This was revealed by Prof Dantani Wushishi, the Registrar/Chief Executive of NECO.

The National Examinations Council, NECO, has disclosed that some state governments are still owing the examination body over N2billion.
This was revealed by Prof Dantani Wushishi, the Registrar/Chief Executive of NECO.


He said this while addressing a press briefing in Minna, Niger State.
The Registrar said, “When you talk about the issue of debts, we have done a lot, we have recovered some, some states are still indebted to the Council to the tune of over N2 billion. This is for over so many years, from 2012 till date.

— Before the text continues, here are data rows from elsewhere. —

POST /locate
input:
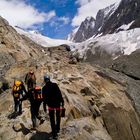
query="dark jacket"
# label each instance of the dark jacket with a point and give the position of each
(52, 95)
(20, 92)
(30, 81)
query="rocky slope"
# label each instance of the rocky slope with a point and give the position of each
(14, 47)
(112, 19)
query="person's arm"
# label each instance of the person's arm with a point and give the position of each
(60, 94)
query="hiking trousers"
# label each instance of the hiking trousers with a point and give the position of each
(18, 105)
(35, 105)
(55, 120)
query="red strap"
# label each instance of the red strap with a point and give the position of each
(50, 108)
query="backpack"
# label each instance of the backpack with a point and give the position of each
(17, 89)
(38, 93)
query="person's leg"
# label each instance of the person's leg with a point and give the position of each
(20, 107)
(33, 115)
(52, 121)
(16, 105)
(37, 103)
(58, 119)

We are making efforts and some states are responding.
“And through our efforts to make sure we solve our problems, we have a commitment with the Accountant-General of the Federation, and the states we have MoU with, we can take the MoU to the Accountant-General’s office to deduct from source, but we are very tactical about it, because we also have to sensitise the state governments to the need to keep this place afloat, and it is the payment of what they have subscribed for in the Council that will keep this place afloat.
“So we are tactically doing that, and we are getting the result and we have not yet taken any state to the Accountant General office.”
Wushishi noted further that the exam body relied heavily on money generated from candidates’ registrations for its various capital projects and other activities that related to the conduct of exams.
“From 2021 to date, to June (this year), the Minister of Finance has deducted from NECO’s Treasury Single Account, the total of N6,023,145,000.
“We also need to pursue that this money that was removed, that the 50 percent is supposed to be taken as operating surplus and give us the rest to settle our debts, so we have another battle for the reconciliation,” he added.
The NECO boss said that “In 2020, we had over 30,000 cases of exam malpractice. In 2021 we had just about 20,000, and this year and this year we have confidence it will reduce to the barest minimum. In our last BECE, the malpractice was about 600 cases, and this year it was less than 100.”